Abstrich (Papanicolaou-Abstrich, PAP)

Eine gynäkologische Routinemassnahme im Sinn von Krebsvorsorge ist der sogenannte Abstrich (auch Papanicolaou-Abstrich oder PAP-Abstrich genannt). Es wird aus der Region des Gebärmutterhalses (Portiooberfläche und Zervikalkanal) Abstrich entnommen, um dann im Labor die darin vorkommenden Zellen auf bösartige Veränderungen hin zu untersuchen. Der Abstrich wird von der Pathologie nach der Methode von Papanicolaou eingefärbt, um die Zellveränderungen im Mikroskop besser beurteilen zu können. Das Ergebnis dieser Untersuchung wird in fünf Hauptstufen eingeteilt:

PAP I

Normales Zellbild.

PAP II

Normales Zellbild, jedoch vermehrtes Vorkommen von Leukozyten und/oder Mikroorganismen. Unwesentliche Zellveränderungen.

PAP III
Untergruppe PAP IIID

Zweifelhafter Befund. Möglicherweise Zellveränderungen, die weiter untersucht werden müssen. Kontrolluntersuchung notwendig.

PAP IV
Untergruppen PAP IVa
und PAP IVb

Pathologische Zellveränderungen, Verdacht auf Gebärmutterhalskrebs. Konisation notwendig. Dabei wird in Vollknarkose ein Gewebekegel aus dem Gebärmutterhals entnommen. Gebärmutter und Gebärfähigkeit bleiben dabei erhalten. Das gewonnenen Gewebe wird weiter untersucht. Die Konisation kann auch eine therapeutische Wirkung haben. Bei PAP IVb besteht ein Verdacht auf ein Mikrokarzinom.

PAP V

Eindeutig maligne (bösartige) Tumorzellen nachweisbar. Starker Verdacht auf Gebärmutterhalskrebs. Chirurgischer Eingriff notwendig (Konisation oder Entfernung der Gebärmutter).

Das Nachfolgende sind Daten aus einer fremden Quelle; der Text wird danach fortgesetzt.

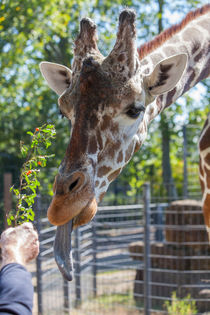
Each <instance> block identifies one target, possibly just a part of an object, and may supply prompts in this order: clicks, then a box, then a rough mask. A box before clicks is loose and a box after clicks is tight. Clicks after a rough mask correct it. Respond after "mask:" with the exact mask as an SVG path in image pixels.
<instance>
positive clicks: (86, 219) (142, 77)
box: [40, 4, 210, 280]
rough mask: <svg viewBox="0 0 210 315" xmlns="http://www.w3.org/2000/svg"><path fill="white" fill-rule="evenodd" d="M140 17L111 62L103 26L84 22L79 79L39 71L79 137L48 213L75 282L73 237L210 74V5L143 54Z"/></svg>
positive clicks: (75, 132)
mask: <svg viewBox="0 0 210 315" xmlns="http://www.w3.org/2000/svg"><path fill="white" fill-rule="evenodd" d="M135 17H136V15H135V12H134V11H133V10H130V9H125V10H123V11H122V12H121V14H120V16H119V25H118V32H117V38H116V42H115V45H114V47H113V49H112V50H111V52H110V54H109V55H108V56H107V57H104V56H103V55H102V54H101V53H100V51H99V49H98V47H97V33H96V25H95V24H94V22H93V21H92V20H90V19H89V18H84V19H82V20H81V22H80V33H79V35H78V37H77V39H76V41H75V49H74V60H73V65H72V71H71V70H70V69H69V68H67V67H65V66H63V65H58V64H54V63H50V62H42V63H41V64H40V69H41V72H42V75H43V77H44V78H45V80H46V81H47V83H48V85H49V87H50V88H51V89H52V90H54V91H55V92H56V93H57V94H58V96H59V99H58V104H59V108H60V111H61V112H62V114H63V115H64V116H66V117H67V118H68V119H69V120H70V121H71V123H72V134H71V138H70V142H69V144H68V146H67V149H66V153H65V156H64V159H63V161H62V162H61V165H60V167H59V171H58V174H57V176H56V178H55V182H54V188H53V190H54V196H53V199H52V202H51V204H50V206H49V209H48V219H49V221H50V222H51V223H52V224H54V225H57V232H56V239H55V245H54V251H55V259H56V261H57V264H58V266H59V269H60V270H61V272H62V273H63V275H64V277H66V278H67V279H69V280H71V278H72V274H71V271H72V262H71V257H70V256H71V254H70V256H69V253H71V239H70V236H71V231H72V229H73V228H76V227H78V226H80V225H82V224H85V223H87V222H89V221H90V220H91V219H92V218H93V216H94V215H95V213H96V211H97V204H98V202H99V201H100V200H102V198H103V196H104V194H105V193H106V191H107V188H108V186H109V184H110V182H112V181H113V180H114V179H115V178H116V177H117V176H118V175H119V173H120V172H121V170H122V169H123V167H124V166H125V165H126V164H127V163H128V162H129V160H130V159H131V158H132V156H133V154H134V153H135V152H136V151H138V150H139V149H140V147H141V145H142V143H143V142H144V140H145V139H146V136H147V128H148V125H149V123H150V122H151V121H152V120H153V119H154V118H155V117H156V116H157V115H158V114H159V113H160V112H161V111H163V110H164V109H166V108H167V107H168V106H170V105H171V104H172V103H173V102H174V101H175V100H176V99H177V98H178V97H179V96H181V95H182V94H184V93H185V92H186V91H188V90H189V89H190V88H191V87H193V86H194V85H195V84H196V83H198V82H199V81H201V80H203V79H205V78H206V77H208V76H209V74H210V36H209V34H210V5H209V4H207V5H205V6H203V7H202V8H200V9H197V10H196V11H194V12H190V13H189V14H188V15H187V16H186V17H185V18H184V20H183V21H182V22H181V23H179V24H177V25H175V26H172V27H171V28H169V29H168V30H166V31H164V32H163V33H161V34H160V35H159V36H157V37H156V38H154V40H152V41H151V42H149V43H146V44H144V45H143V46H142V47H140V49H138V50H137V47H136V28H135Z"/></svg>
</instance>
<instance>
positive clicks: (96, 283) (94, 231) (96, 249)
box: [92, 219, 97, 297]
mask: <svg viewBox="0 0 210 315" xmlns="http://www.w3.org/2000/svg"><path fill="white" fill-rule="evenodd" d="M96 239H97V235H96V225H95V219H94V220H93V221H92V242H93V244H92V246H93V267H92V275H93V296H94V297H96V296H97V283H96V276H97V257H96V251H97V241H96Z"/></svg>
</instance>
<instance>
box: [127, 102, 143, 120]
mask: <svg viewBox="0 0 210 315" xmlns="http://www.w3.org/2000/svg"><path fill="white" fill-rule="evenodd" d="M142 112H145V107H144V106H143V105H142V106H139V107H135V104H132V105H131V106H130V107H129V108H128V109H127V111H126V112H125V113H126V115H127V116H128V117H130V118H133V119H135V118H138V116H139V115H140V113H142Z"/></svg>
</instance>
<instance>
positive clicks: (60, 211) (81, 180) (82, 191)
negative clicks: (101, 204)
mask: <svg viewBox="0 0 210 315" xmlns="http://www.w3.org/2000/svg"><path fill="white" fill-rule="evenodd" d="M96 211H97V202H96V198H95V194H94V188H93V185H92V183H91V180H90V178H89V176H88V175H86V174H85V173H84V172H82V171H77V172H74V173H72V174H71V175H70V176H68V177H67V176H62V175H60V174H59V175H57V177H56V179H55V183H54V197H53V199H52V202H51V204H50V206H49V208H48V212H47V216H48V219H49V221H50V223H52V224H53V225H57V226H60V225H64V224H66V223H68V222H69V221H70V220H73V227H74V228H75V227H77V226H80V225H83V224H86V223H88V222H89V221H90V220H91V219H92V218H93V216H94V215H95V213H96Z"/></svg>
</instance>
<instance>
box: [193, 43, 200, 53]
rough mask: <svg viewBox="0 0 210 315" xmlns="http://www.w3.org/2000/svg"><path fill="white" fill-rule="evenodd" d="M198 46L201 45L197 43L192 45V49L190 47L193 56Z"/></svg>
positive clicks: (199, 46) (199, 45) (198, 48)
mask: <svg viewBox="0 0 210 315" xmlns="http://www.w3.org/2000/svg"><path fill="white" fill-rule="evenodd" d="M200 46H201V44H200V43H199V42H198V41H196V42H195V43H193V47H192V50H191V53H192V55H194V53H195V52H196V51H197V50H198V49H199V48H200Z"/></svg>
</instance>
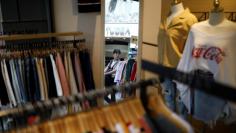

Empfohlenes Intervall für Vorsorge-Abstriche:

einmal pro Jahr; ab PAP II halbjährlich.
In den überwiegenden Fällen ist ein Virusbefall für die Entstehung von Veränderungen am Muttermund verantwortlich.
Es handelt sich dabei um Humane-Papilloma-Viren "HPV" (Nähere Informationen zu HPV-Infektionen erhalten Sie in unserem Kapitel Fragen und Antworten zu HPV).  
Ein positiver Befund - also gefundene Zellveränderungen - sollte nicht gleich beunruhigen oder gar schockieren. Erst eine Kontrolluntersuchung bzw. eine Prüfung des Feingewebes sichert oder widerlegt ein PAP-Test-Ergebnis. Gebärmutterhalskrebs hat grosse Heilungschancen.